One hasn't gotten back to me. I am quite worried.
Hello! I'm sorry for my brief entry yesterday. I was quite stressed and not in a state in which I felt at all like writing. Most of that stress was from circumstances surrounding One, but it turns out she's quite alright, although she won't tell me what's happening. I think that's quite inconsiderate taking into account the feelings she caused me. I had a bit of a meltdown over this, but it's alright now. That doesn't mean I'm any less tired of getting shut out, however.
In more pleasing news, I saw Frozen 2 today. I thought it was quite good, even though some of the plot points justifying the sequel in the first place seem to have been pulled out of nowhere. I don't like to talk about movies so much though. I don't like how speak of cultural happenings has replaced that of genuine things surrounding you. What can you do though?
I feel a little shaken by my friend, but what can you do but move on. I'm feeling a bit suicidal, but not that much. Life is just very hard. That's whether the hardship is something actually difficult, or just leaving the house. But saying that, I guess leaving the house can be "actually difficult", and it really seems to be for me. What I'm saying is, it's all relative.
Me and my friend are making a song together. He's on the production and I'm on the vocals. It's fun, but difficult, because I'm not quite sure what to say. I'll figure it out though, I think.
I'm noticing while writing this how little confidence I have in speaking. I surround alot of my feelings with "I think"s, or "a bit"s. I don't know whether that's an issue or a quirk.
Normally, while talking at least, I'd just continue putting out whatever comes to mind, whether some deep fear of a comment about food. I don't think you'd like very much to be bored with my babbling, though. So goodbye for now. I hope your day goes well. Thank you for listening.
Greetings. I apologize for the lack of entries. I get quite busy. Today I am doing alright, though I skipped school. I was feeling quite tired, and generally not up to it. I'm just hoping none of that "truancy" stuff ends up actually coming down the pipe. However, I read that disabilities get you a pass out of these punishments, but I'm not sure. I guess I'll see.
Yesterday evening I went to my psychiatrist, and she claims I've been doing therapy all wrong. I've been waiting for the therapist to just give me solutions, and being irritated when I get none, however, this is not, apparently, how I'm supposed to be doing it. Reportedly, I'm supposed to tell my therapist everything (like "dumping out a trash can", she says), and then we can sort through and figure out what's wrong. Firstly, I'm not sure if I can just tell anyone everything, secondly, I'm very angry with myself for wasting around two years of time and money just not doing it right. No wonder therapy is supposed to be hard work. To dump everything, howver, I'll probably have to keep track of it. Good thing I have this.

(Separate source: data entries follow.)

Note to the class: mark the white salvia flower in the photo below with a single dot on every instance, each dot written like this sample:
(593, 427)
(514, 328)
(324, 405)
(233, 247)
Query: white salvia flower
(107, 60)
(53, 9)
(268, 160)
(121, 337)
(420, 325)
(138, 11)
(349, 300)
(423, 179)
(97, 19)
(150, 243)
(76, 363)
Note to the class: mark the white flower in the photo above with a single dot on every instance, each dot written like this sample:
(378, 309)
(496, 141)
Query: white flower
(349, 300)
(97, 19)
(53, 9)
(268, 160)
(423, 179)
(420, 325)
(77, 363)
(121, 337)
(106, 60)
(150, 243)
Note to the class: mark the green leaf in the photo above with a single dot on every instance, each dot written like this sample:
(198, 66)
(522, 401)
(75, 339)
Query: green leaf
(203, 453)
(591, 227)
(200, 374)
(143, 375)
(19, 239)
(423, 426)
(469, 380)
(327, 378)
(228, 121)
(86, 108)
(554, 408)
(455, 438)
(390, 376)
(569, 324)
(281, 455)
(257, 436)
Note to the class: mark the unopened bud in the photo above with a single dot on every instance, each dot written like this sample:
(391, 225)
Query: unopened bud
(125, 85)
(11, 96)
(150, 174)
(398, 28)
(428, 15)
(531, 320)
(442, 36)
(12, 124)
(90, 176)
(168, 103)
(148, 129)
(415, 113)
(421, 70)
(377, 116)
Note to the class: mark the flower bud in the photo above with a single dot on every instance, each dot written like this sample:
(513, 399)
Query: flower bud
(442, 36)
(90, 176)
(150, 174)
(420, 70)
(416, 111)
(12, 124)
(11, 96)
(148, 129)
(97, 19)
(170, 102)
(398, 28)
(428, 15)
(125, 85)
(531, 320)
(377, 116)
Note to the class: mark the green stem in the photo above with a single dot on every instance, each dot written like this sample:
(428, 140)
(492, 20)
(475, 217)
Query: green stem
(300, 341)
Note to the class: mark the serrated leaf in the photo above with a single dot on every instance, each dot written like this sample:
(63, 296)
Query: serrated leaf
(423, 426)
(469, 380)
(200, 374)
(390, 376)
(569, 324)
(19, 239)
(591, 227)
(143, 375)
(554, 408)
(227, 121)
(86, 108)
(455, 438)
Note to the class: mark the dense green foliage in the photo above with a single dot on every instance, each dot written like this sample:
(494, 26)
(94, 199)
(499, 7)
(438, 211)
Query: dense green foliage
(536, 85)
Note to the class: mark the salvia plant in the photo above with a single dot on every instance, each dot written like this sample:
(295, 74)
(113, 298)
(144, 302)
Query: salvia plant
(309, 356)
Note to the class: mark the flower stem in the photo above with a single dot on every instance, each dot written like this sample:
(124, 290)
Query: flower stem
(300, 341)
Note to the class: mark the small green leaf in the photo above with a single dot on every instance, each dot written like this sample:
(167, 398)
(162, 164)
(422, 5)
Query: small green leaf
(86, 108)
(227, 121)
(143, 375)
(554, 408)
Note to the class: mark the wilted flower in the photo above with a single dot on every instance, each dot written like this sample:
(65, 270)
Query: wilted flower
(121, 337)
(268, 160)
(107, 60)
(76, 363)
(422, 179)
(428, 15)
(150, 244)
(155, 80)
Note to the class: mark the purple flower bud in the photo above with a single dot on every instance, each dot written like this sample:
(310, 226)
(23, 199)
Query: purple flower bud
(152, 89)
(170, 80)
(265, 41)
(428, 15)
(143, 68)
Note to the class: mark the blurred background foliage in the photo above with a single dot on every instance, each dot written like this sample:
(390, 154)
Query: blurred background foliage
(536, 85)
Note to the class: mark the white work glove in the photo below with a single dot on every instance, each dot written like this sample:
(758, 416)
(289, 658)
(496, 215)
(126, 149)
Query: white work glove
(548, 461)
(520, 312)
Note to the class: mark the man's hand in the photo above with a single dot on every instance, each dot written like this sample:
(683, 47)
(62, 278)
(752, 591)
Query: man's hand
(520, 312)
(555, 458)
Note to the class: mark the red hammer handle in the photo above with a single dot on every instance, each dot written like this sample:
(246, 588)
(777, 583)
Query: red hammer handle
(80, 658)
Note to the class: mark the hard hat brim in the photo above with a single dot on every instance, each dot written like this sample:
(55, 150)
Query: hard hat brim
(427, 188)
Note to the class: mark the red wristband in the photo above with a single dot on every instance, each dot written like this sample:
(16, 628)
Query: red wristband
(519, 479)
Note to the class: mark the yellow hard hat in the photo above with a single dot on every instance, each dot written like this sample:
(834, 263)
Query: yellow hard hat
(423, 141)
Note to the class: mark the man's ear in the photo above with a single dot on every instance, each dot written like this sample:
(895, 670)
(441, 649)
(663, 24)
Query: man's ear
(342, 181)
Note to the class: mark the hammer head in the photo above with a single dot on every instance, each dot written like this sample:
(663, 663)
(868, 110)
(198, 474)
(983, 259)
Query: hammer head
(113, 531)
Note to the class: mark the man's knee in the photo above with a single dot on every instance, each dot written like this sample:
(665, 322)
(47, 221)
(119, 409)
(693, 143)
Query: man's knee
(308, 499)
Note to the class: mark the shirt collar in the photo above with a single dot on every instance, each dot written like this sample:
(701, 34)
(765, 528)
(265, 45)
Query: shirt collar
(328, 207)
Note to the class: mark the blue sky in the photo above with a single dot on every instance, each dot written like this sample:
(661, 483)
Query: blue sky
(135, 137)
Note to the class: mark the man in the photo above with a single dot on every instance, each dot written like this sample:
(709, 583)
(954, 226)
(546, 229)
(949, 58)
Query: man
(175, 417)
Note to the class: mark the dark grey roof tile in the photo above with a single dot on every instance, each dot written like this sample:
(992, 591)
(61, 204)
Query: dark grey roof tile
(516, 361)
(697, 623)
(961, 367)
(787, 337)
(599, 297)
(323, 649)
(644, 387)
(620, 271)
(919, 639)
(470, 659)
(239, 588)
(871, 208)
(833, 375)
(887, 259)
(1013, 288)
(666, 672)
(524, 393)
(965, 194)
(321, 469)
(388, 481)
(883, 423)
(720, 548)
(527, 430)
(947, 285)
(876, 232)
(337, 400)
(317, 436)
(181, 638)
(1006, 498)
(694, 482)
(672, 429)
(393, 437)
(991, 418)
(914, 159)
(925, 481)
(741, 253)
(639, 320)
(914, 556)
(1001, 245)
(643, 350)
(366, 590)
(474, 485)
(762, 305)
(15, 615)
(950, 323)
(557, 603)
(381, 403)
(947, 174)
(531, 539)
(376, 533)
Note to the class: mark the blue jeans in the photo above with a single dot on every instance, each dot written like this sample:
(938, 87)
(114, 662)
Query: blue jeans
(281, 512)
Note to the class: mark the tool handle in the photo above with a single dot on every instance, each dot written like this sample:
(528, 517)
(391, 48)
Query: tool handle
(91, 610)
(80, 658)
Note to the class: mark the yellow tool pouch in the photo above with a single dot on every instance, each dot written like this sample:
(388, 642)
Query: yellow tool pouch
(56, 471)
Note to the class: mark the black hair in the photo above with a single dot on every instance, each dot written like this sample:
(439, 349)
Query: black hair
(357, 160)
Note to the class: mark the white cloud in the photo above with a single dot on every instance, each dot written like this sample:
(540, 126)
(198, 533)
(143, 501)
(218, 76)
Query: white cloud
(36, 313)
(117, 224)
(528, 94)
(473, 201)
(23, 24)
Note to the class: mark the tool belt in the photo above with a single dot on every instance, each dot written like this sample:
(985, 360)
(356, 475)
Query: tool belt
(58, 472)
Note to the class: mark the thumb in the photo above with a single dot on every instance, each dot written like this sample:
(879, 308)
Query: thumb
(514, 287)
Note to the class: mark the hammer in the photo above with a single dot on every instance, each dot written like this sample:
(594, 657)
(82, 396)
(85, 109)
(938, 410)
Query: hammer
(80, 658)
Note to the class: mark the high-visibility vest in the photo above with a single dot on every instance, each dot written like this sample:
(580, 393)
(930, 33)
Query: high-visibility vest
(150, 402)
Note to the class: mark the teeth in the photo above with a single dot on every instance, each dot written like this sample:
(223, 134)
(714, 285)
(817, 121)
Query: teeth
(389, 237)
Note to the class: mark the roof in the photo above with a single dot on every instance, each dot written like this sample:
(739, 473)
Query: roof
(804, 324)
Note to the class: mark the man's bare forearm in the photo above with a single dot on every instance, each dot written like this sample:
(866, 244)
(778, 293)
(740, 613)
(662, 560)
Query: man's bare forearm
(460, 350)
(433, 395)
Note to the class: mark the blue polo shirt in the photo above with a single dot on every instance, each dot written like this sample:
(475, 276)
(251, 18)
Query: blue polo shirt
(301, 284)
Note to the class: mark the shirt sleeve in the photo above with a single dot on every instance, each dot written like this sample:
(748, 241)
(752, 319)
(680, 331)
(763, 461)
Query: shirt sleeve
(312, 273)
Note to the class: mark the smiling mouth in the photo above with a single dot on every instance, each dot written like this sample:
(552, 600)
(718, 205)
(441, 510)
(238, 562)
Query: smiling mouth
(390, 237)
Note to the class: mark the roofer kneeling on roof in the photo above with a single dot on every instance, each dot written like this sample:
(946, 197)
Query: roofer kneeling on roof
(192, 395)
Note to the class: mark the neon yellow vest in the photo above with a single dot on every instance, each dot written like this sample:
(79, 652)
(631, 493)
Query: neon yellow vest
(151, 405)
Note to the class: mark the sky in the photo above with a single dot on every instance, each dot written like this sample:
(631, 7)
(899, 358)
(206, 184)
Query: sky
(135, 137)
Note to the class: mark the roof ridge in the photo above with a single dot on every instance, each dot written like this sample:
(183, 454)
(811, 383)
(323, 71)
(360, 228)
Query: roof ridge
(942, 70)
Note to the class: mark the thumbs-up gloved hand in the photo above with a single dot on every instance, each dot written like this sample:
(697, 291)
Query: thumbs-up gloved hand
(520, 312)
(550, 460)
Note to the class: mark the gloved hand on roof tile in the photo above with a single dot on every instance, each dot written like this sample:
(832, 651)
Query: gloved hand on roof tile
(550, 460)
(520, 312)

Yesterday at climbing team practice we did a mock competition, in which I couldn't complete any of the climbs. This was discouraging, but apparently that was true for most though, so it's alright.
Here's an icky detail. one of my guitar/ukulele calluses was about ready to fall off, so I picked it off, and not being one to leave my fingers uneven, I used a nail clipper to pick the calluses off my other fingers. Big mistake. I'll have to spend a week or two getting them back.
I'm getting a little obsessed with ocarinas. They're such a nice instrument, and so portable. I think I'll get one of my own soon. Six or twelve hole is the question. Maybe both.